All’improvviso, il brusio crebbe di intensità, il tono si sollevò, quelli che fino a quel momento avevano semplicemente scrutato la strada, presero ad agitarsi.
«Eccola, eccola arriva!»
Anche i fotografi che occupavano un posto migliore nel palazzo del cinema iniziarono a brandire entusiasti le macchine fotografiche, sollevandole oltre chi avevano davanti. I flash erano raffiche di lampi di luce. I nomi che urlavano, fili capaci di attirare gli sguardi.
«Anna, qui, girati dai, bella! Nannaré, su da brava fammi un sorriso!»
Eva conosceva la donna bruna dallo sguardo penetrante e l’espressione severa. Era Anna Magnani. Joe Hyams aveva pubblicato una sua intervista sul «New York Herald Tribune» in occasione della candidatura all’Oscar per il film La rosa tatuata. Eva non si era persa una parola. La schiettezza della Magnani, che rispondeva a una domanda insolente con un’altra domanda, l’aveva fatta sorridere e le aveva dimostrato quanto si potesse essere attori senza perdere la propria identità. E adesso che aveva vinto l’Oscar come migliore attrice, quegli occhi neri e profondi la riempivano di emozione. Un sorriso addolcì quelle labbra solitamente piegate in giù, e dalla folla si levò un’esclamazione.

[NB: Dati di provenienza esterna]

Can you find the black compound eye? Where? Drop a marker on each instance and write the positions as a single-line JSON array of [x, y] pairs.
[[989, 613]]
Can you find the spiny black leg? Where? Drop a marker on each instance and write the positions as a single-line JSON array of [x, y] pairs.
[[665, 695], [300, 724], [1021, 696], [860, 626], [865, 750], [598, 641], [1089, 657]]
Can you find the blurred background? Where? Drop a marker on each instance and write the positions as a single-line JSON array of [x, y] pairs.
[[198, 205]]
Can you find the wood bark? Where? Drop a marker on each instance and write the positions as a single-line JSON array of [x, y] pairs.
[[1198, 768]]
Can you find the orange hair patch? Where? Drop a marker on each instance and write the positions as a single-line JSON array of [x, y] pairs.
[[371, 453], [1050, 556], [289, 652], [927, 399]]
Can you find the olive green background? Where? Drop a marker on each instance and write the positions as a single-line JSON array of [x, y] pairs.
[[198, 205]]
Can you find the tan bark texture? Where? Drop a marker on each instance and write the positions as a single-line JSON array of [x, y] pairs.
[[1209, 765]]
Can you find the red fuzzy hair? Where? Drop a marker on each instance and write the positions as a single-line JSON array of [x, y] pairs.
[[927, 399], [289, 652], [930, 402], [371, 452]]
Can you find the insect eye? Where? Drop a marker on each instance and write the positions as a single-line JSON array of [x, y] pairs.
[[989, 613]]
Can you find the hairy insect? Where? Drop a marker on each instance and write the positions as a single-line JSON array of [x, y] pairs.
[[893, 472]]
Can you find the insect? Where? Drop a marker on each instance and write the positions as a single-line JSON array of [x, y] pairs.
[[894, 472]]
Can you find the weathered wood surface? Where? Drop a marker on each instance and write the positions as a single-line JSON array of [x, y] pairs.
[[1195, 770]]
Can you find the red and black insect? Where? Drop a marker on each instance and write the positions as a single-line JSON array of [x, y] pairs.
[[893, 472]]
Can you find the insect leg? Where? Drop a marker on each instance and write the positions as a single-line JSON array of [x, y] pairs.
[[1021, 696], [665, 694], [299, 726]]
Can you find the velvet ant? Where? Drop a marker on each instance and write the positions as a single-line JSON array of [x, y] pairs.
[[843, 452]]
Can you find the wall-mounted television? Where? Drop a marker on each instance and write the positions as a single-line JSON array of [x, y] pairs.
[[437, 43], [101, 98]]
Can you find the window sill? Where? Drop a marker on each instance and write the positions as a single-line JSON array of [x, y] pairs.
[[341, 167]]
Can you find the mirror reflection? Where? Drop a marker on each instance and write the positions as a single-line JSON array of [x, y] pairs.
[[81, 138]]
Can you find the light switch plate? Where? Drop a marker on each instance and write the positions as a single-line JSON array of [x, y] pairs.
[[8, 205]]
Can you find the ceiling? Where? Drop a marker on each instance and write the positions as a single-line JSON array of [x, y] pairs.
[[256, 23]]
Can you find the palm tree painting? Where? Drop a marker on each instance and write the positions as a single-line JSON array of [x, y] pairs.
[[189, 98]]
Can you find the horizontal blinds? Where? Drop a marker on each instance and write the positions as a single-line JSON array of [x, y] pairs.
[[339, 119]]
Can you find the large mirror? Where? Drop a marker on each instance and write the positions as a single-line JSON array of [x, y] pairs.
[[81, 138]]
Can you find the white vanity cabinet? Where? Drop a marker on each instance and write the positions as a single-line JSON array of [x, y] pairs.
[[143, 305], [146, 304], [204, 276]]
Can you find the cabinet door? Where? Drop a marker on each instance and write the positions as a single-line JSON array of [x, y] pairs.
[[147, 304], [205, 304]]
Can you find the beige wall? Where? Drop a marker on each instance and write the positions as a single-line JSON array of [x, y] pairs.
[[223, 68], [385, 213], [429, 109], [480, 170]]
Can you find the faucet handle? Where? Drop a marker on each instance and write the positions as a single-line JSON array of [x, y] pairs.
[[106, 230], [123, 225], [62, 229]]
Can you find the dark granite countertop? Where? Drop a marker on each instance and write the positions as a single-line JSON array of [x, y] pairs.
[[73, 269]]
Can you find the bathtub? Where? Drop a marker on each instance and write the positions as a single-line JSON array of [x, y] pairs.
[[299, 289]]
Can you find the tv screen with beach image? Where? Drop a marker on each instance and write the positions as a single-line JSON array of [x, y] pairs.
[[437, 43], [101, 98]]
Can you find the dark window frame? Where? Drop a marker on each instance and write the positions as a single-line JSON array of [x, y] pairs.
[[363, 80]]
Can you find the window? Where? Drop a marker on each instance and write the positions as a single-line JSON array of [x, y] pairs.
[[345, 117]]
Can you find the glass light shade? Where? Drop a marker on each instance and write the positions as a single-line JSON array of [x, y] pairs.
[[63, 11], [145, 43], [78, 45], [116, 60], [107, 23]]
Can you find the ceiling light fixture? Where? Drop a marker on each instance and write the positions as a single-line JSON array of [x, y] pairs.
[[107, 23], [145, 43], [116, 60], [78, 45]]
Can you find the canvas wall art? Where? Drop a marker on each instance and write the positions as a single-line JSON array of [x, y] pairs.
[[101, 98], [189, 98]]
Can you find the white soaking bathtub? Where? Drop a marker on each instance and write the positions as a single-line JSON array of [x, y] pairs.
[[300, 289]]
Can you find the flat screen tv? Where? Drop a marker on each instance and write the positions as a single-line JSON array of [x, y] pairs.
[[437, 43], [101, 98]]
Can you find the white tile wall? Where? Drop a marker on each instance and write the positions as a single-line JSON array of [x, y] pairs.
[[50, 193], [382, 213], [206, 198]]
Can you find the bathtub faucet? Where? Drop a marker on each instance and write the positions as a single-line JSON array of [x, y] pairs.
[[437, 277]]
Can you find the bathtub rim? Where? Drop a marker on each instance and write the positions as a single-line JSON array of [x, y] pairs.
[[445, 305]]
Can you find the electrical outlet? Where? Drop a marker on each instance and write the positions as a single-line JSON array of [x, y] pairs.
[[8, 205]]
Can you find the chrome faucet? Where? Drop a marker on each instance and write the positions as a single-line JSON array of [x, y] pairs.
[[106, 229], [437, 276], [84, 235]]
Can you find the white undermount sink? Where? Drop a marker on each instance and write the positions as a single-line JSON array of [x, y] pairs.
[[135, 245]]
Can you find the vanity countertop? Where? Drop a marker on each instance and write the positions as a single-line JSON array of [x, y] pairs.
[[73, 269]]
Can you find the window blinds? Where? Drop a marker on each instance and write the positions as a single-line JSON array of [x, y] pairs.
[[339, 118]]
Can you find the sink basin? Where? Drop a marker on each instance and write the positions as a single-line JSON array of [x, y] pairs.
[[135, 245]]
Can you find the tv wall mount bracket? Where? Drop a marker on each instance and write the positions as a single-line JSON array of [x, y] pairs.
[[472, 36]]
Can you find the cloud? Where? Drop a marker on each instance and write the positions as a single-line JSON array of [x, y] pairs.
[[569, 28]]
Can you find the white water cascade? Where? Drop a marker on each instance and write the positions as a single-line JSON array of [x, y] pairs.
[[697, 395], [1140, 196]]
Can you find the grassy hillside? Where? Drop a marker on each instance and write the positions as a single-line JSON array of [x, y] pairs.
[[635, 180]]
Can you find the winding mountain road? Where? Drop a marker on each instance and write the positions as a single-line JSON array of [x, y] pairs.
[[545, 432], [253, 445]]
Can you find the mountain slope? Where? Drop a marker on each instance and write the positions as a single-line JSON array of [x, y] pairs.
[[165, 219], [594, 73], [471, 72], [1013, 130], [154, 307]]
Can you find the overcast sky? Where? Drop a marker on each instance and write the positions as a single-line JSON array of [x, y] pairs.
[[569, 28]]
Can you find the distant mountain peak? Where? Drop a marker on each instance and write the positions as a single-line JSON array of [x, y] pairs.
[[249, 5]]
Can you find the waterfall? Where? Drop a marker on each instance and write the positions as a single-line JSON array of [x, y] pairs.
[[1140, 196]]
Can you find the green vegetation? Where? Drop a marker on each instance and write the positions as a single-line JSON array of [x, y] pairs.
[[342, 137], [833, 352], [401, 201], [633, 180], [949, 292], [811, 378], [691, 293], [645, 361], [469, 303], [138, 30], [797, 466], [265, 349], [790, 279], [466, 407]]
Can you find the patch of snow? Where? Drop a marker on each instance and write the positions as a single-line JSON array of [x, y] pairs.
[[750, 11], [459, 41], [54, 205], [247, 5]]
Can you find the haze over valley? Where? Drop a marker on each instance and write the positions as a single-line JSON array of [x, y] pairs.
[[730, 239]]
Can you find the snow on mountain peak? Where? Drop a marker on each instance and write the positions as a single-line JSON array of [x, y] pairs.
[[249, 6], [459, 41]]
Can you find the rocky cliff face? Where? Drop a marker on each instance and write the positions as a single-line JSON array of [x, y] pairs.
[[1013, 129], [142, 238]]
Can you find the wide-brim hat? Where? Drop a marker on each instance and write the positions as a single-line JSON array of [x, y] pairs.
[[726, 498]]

Non era bellissima, ma emanava un carisma autentico, di quelli che si facevano sentire dentro come una certezza. Che facevano la differenza.
Dopo la Magnani fu la volta di Silvana Mangano. Indossava un abito bianco di chiffon, un filo di perle intorno al lungo collo sottile. Aveva i capelli neri e corti. Era aggraziata, i suoi passi erano lievi tanto quanto erano stati energici quelli della Magnani.
Due dive a confronto, due grandi interpreti.
C’erano anche Henry Fonda, Ruth Roman e Lea Massari.
Uno dopo l’altro, gli attori arrivavano insieme ai loro accompagnatori e si esibivano in entusiastici sorrisi, qualche autografo, persino una o due foto.
Eva non riusciva a distogliere lo sguardo. Era sempre stata capace di immedesimarsi: le bastava raccogliersi in sé stessa per sentire sbocciare le emozioni. In quel momento seppe che avrebbe fatto di tutto per diventare come loro. Perché recitare era l’unica cosa che sapeva fare, l’unica che le interessasse davvero.